Sin embargo, a los pocos meses todo cambió. Y aunque le puso toda la garra que supo ponerle a cada causa que encaraba en su vida, una noche fría nos llegó la maldita noticia.

Con él, no me quedaron deudas. Una semana antes había tomado coraje y fui a despedirme. Le sostuve la mano durante casi una hora, le hice chistes y le pedí que no se rindiera. Sin embargo, salí de esa casa rogando, que no sufriera más.

Los dos se fueron en poco tiempo, y muy jóvenes.

Yo, que me jacto de saber con mucha presencia, que tengo amigos que me acompañan desde hace cincuenta , cuarenta, treinta y veinte años, no puedo terminar de digerir sus ausencias.

Ahora que se empieza a ir el invierno, que huele a jazmines la calle de mi casa, que se acerca un nuevo cumpleaños, no puedo dejar de pensar en ellos. Con mucha tristeza, claro, con un inmenso vacío, pero con la suficiente ternura como para recordarlos con una sonrisa.

Cuando vamos llegando a los tres cuatros del tiempo que razonablemente vamos a vivir, la amistad cobra un valor cada vez mas grande. Los amigos ya no significan la diversión, ni el pasatiempo. Sino un refugio donde vamos depositando nuestras resignaciones y revelando nuestros verdaderos y silenciosos temores por aquello que no sabemos que vendrá.

A mi me hacen falta esos dos canallas. Cuando paso por sus últimas casas, me cuesta creer que ya no están a mano para charlar y darnos un abrazo.

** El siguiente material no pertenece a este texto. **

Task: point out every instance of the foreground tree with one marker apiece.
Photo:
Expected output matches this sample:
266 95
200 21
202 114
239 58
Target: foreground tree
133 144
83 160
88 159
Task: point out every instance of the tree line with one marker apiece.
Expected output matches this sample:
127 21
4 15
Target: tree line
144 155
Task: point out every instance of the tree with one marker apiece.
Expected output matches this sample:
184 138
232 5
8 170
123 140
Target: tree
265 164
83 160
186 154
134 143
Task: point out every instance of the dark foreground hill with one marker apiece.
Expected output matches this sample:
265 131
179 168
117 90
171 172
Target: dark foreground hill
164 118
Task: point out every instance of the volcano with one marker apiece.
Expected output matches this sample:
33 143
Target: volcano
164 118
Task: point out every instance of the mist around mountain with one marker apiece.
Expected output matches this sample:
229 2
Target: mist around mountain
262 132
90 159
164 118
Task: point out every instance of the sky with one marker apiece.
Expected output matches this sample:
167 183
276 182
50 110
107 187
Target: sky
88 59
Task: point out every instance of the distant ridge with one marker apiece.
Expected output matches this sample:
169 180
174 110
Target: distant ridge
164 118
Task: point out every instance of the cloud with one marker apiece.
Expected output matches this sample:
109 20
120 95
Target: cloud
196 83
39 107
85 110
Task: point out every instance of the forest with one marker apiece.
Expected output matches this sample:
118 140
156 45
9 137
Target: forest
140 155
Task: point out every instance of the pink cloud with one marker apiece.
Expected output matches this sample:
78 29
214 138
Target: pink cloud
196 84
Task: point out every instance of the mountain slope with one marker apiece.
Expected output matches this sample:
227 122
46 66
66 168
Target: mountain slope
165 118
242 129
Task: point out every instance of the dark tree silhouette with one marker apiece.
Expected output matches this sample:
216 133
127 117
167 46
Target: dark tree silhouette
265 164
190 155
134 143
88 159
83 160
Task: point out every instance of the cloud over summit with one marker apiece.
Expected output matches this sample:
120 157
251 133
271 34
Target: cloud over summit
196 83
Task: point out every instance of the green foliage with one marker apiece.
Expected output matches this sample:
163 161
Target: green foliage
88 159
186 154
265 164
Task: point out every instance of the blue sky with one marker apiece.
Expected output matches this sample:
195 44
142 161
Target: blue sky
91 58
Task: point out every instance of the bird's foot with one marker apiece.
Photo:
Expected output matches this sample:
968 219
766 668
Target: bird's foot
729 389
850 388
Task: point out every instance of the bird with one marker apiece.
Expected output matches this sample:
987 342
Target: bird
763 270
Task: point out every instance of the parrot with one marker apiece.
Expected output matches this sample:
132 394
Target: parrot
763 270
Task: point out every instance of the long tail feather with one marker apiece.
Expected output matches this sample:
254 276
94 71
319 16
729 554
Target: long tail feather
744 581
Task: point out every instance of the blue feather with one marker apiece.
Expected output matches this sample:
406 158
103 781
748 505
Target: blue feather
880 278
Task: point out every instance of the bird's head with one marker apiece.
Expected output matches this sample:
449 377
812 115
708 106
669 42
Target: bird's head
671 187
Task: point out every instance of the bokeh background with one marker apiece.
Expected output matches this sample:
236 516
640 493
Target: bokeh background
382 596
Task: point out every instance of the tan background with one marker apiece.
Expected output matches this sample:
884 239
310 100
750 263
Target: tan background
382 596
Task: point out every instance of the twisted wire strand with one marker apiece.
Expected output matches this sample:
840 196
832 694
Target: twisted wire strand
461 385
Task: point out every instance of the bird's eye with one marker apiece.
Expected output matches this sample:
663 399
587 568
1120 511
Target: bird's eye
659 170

Hoy que por fin lo puedo escribir, digo que con ellos se fue una parte mía que no tiene reemplazo.

Soy el único testigo de un trio que será, como tantas cosas, una leyenda privada.

Ahora, mientras veo caer el sol, y la luna gigante promete un eclipse, me quedaré en el patio buscando, vanamente, alguna señal de encuentro.

Eso si, y tal como lo juramos, el último hará el esfuerzo de quedarse para contarlo y recordarlo. Nunca sabré si soy un privilegiado, o si me ganaron de mano.

Sé que el hueco anda flotando por mis dias y cada tanto, me permito la media ilusión agnostica de volver a encontrarnos.

Y si algo me queda claro, es que no hay cosas «mas importantes» que ir al encuentro de un amigo cuando llama. Ni sabemos cuando será el ultimo abrazo apretado.

La vida es un paseo maravilloso. Ellos me lo embellecieron en vida. Pero me lo llenaron de tristeza en poco tiempo.